C’è un fil rouge che accomuna i suoi lavori?
Uno, senza dubbi, è l’approccio progettuale. Il mio è sempre molto delicato, di cancellazione dell’io, di salvaguardia e recupero dell’identità autentica del preesistente naturale e antropizzato nel quale sono chiamato a intervenire.
Ci racconta la storia dell’antico baglio ristrutturato e riconvertito all’ospitalità, che pubblichiamo in queste pagine?
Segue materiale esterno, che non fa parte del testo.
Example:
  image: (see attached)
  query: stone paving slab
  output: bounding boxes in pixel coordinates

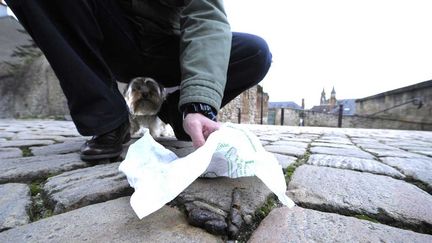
[288,165,432,234]
[315,137,352,145]
[0,148,22,160]
[264,145,306,157]
[311,142,358,149]
[0,153,89,183]
[381,157,432,192]
[270,140,308,149]
[0,197,219,243]
[12,132,66,142]
[365,149,426,158]
[307,154,405,179]
[249,207,432,243]
[273,153,297,171]
[0,140,54,148]
[43,163,133,214]
[310,147,375,159]
[30,139,85,155]
[0,183,31,232]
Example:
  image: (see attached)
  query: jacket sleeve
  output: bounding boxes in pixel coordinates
[179,0,232,110]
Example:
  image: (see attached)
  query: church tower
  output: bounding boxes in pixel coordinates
[330,86,336,107]
[320,88,327,105]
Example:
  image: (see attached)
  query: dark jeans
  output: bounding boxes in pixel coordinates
[6,0,271,137]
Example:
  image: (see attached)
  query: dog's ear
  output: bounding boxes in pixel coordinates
[159,84,168,100]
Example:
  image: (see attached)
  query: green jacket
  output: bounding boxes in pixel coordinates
[125,0,232,110]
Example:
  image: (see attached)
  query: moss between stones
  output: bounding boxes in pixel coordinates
[236,194,282,243]
[29,180,53,222]
[354,214,380,223]
[20,146,34,157]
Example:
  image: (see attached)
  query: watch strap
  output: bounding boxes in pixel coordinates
[182,103,217,121]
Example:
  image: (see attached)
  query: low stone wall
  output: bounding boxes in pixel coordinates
[218,85,269,124]
[273,109,432,131]
[0,56,69,118]
[356,81,432,123]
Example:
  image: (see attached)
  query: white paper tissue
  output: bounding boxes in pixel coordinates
[119,124,295,219]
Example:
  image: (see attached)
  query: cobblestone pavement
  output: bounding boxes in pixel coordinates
[0,120,432,242]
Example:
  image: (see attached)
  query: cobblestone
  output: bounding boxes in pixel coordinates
[0,120,432,242]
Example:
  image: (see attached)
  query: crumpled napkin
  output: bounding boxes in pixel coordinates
[119,124,295,219]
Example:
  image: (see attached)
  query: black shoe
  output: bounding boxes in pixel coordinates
[81,120,131,161]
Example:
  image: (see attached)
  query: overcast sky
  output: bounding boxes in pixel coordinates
[225,0,432,108]
[6,0,432,108]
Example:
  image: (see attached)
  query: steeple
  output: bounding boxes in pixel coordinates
[330,86,336,107]
[320,88,327,105]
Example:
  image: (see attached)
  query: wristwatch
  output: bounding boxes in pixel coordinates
[181,102,217,121]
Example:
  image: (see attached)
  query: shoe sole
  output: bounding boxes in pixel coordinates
[80,134,131,162]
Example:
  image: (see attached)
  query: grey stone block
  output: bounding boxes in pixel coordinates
[0,140,54,148]
[30,139,85,155]
[307,154,405,179]
[311,147,375,159]
[0,197,223,243]
[0,148,22,159]
[249,207,432,243]
[288,165,432,230]
[0,183,31,232]
[43,163,133,214]
[0,154,88,183]
[264,145,306,157]
[381,157,432,192]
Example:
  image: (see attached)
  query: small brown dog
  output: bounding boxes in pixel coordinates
[123,77,173,138]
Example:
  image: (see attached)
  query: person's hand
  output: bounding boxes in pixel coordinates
[183,113,220,148]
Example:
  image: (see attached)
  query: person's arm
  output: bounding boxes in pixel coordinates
[179,0,232,147]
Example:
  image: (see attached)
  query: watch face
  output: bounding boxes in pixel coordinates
[183,103,217,121]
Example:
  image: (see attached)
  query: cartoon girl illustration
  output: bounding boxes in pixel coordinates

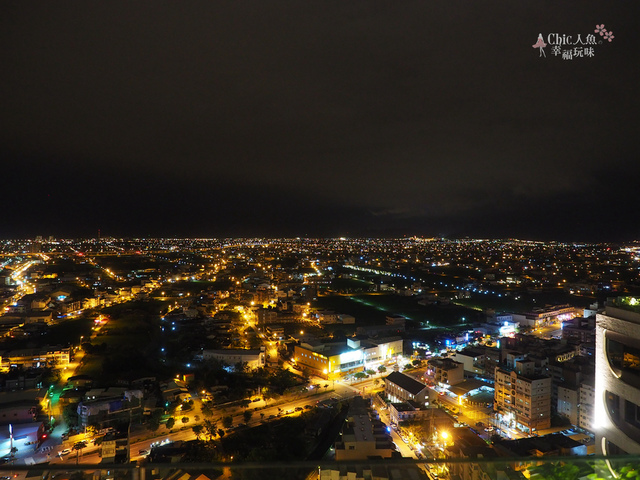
[533,33,547,58]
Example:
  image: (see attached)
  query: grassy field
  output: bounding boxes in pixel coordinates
[313,295,479,326]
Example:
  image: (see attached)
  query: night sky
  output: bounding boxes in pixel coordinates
[0,0,640,241]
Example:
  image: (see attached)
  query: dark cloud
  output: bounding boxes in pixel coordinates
[0,0,640,240]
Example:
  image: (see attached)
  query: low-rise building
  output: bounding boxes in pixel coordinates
[335,397,396,461]
[199,347,266,370]
[384,372,429,405]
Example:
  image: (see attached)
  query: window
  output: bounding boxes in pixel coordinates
[606,332,640,387]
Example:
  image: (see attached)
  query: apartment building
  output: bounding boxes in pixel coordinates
[493,368,551,433]
[594,297,640,455]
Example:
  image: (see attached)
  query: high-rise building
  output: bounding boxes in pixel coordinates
[494,368,551,433]
[594,297,640,455]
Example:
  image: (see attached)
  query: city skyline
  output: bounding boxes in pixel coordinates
[0,1,640,242]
Si tratta di una masseria datata tra fine '700 e inizi '800, ubicata nel territorio marinaro di Noto, che allora era un deserto mentre oggi, densamente urbanizzato, è conosciuto come la zona lido della città. È curiosa, perché è stata costruita in prossimità del mare: trovarne una così è quasi impossibile storicamente, considerato il timore dei nostri avi verso le continue e devastanti incursioni saracene. Invece, con grande forza vitale e combattiva, in questo luogo produttivo, dentro una fortificazione chiusa all’esterno, con piccole finestre e altissime grate, si lavoravano le mandorle e si pigiava l’uva. La vita si svolgeva tutta all’interno del baglio: un cortile centrale con intorno fabbricati destinati alle attività agricole, quindi magazzini, depositi, opifici, un pozzo centrale, una bellissima cisterna e, al solito, la piccola residenza padronale a un piano elevato nobilitata da un intervento in stile liberty agli inizi del '900.